İdari yargıda hukukun temel kavramları ve müesseseleri bir türlü anlatılamamaktadır. Hukukun temel ilkeleri, hukuk fakültelerinde Roma Hukukundan başlayarak ilahi hukuk alanına da hukuk tarihi ile kayarak ve sonrasında hukuk felsefesi ile devam edilerek anlatılmaktadır. "non bis in idem", "in dubio pro reo", mecelle bilmeyen hakim olmaz. Bunları bilmedikleri lisans döneminde ilgili dersleri almadıklarından dolayı zaten karine haline gelmiş ve sınavında da bu konulara pek değinilmeyen hakimlerin oturduğu kürsüler tabii hakim ilkesine aykırı olarak oluşturulmuş kürsülerdir. Hukukun temel kavramlarını bilmediği açıkça anlaşılan heyetler karşısında avukat olarak son derece büyük sıkıntılar içerisinde olduğumuz dosyalar vardır. Adli yargı hakiminin (sulh ceza) önüne gelir gelmez kavradığı ve tedbir kararını derhal verdiği bir konuda idari yargının ne yaptığının anlaşılamadığı dosyamız vardır. Adli yargı hakimleri ile idari yargı hakimleri arasındaki fark çok barizdir. sadece hukukun temel ilkeleri değil, özel hukuk kuralları açısından da bilgi sahibi olmayan hakimler çok fazla sıkıntı yaşatmaktadır. Bu konuların başkaca somut örnekleri vardır. hem de çok fazladır. çok yoğundur. mesela adli tıp bilmeyen, ceza usul hukuku bilmeyen, hukuk usulü bilmeyen hakim emniyet teşkilatı davalarına bakamaz. bu konularla ilgili olarak yapılan soruşturmalarda ve genellikle kamu davalık konularda soruşturma izni alınamamaktadır ve buna karşı itiraz yeri de idari yargı olmamalıdır. çünkü soruşturma izni verilmediği hallerde idari yargı bu negatif kararı onaylayan mahkeme sıfatından ileri gidememektedir. bu konuda çok fazla sıkıntı vardır. vardır da vardır.
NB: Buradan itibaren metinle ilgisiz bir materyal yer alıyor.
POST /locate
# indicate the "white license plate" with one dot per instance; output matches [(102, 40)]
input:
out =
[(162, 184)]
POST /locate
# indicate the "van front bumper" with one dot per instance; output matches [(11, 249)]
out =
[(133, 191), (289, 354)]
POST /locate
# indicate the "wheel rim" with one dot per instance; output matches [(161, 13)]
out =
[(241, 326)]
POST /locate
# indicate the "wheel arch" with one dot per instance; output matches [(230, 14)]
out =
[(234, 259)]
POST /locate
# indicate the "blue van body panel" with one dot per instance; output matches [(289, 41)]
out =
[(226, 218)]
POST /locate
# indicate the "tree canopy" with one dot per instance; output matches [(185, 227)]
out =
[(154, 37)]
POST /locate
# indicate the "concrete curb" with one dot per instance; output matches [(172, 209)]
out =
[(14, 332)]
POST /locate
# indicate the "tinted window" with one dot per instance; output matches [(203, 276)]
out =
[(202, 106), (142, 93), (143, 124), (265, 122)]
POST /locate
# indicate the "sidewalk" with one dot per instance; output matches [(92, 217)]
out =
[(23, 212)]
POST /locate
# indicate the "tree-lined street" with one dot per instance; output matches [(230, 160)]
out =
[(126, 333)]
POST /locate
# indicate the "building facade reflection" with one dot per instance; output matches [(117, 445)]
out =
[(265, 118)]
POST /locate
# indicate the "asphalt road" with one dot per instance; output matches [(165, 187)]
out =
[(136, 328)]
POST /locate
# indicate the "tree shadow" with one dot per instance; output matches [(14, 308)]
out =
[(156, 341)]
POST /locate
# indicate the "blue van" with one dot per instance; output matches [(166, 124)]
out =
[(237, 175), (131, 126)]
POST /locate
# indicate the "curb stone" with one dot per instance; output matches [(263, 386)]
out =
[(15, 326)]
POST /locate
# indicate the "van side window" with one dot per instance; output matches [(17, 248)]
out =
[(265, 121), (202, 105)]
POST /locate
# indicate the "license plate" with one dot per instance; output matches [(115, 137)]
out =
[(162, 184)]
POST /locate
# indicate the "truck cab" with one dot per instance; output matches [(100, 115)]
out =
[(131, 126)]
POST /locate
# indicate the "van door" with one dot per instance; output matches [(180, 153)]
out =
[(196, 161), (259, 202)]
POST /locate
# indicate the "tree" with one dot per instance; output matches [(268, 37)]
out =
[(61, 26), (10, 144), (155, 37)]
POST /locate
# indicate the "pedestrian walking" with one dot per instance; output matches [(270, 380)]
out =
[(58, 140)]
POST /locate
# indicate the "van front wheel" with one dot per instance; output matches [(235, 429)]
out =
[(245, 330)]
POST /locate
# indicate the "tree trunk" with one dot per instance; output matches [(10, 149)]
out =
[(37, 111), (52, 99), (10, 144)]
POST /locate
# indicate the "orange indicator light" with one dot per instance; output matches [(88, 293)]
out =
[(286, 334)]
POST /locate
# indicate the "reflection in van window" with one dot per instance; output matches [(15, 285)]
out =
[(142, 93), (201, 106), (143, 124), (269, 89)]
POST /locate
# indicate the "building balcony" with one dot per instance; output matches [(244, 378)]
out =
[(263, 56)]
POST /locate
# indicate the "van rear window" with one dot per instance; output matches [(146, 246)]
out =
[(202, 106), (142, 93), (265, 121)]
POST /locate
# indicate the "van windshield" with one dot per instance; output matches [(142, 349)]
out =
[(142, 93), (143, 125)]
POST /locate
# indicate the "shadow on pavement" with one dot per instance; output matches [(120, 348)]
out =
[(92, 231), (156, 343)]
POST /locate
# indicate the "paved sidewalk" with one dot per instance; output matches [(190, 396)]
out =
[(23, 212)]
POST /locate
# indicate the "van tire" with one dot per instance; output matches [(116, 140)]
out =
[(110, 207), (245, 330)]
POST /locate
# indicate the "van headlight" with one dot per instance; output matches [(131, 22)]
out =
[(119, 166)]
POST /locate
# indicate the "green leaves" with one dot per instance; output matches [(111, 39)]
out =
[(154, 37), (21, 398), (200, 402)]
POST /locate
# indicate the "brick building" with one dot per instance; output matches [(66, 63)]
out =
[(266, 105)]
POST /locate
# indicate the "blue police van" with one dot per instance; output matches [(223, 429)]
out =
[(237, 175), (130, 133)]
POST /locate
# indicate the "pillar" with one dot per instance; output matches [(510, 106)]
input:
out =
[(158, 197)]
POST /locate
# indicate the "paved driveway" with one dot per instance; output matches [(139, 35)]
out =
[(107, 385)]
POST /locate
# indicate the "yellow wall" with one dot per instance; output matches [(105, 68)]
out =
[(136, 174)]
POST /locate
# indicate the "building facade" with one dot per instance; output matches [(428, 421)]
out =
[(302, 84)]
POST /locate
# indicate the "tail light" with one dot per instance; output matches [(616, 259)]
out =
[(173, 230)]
AİHM eski DGM' lerden asker üyeyi çıkardığında gerekçesi şu idi: Karşısında asker gören bir sanık, adil yargılandığına inanamaz. Mahkemenin kararı bir ihtimal doğru olsa bile karşısında yargılanan insan, görüntü olarak adaletli bir yargılama yapıldığına inanmadığı sürece yargılama adil değildir.

Ben de bir avukat olarak idare mahkemeleri karşısında aynı endişeleri taşıyorum. Hukuk karşısında devlet yani idare ve vatandaş eşit haklara sahiptir. hakim kürsüsünde devletin işleyişini iyi bilen değil, hukuku iyi bilen insanlar oturmalıdır. zaten okuldan çıkıp hakim kürsüsüne oturan insan ne devletin işleyişini iyi bilir, ne de hukuku. aksi görüşün kabulü halinde bireylerin hakları karşısında devletin hukuki üstünlüğünü sağlamak gibi hukuk devleti ilkesi ile bağdaşmayacak sakıncalı durumlar ortaya çıkmaktadır.

Sorun aynı zamanda idari yargı-adli yargı ayırımının hukuki dayanağının olmadığı sorunudur. İdari yargı kolu diye bir yargı kolu ayrılması, topyekun hukuka aykırıdır. Hukukun evrensel ilkelerine aykırıdır. Anayasanın genel ilkelerine aykırıdır. İnsan haklarına aykırıdır. memurlara imtiyaz tanınmasıdır. İdareye ayrıcalık tanınmasıdır. Açıkça ayırımcılık yasağına aykırılıktır ve sistemin fransa' dan gelmiş olması bile bu gerçeği değiştirmez.

"Şimdi sıra geldi "non bis in idem" ile "in dubio pro reo" konularına" demeyeceğim merak etmeyin.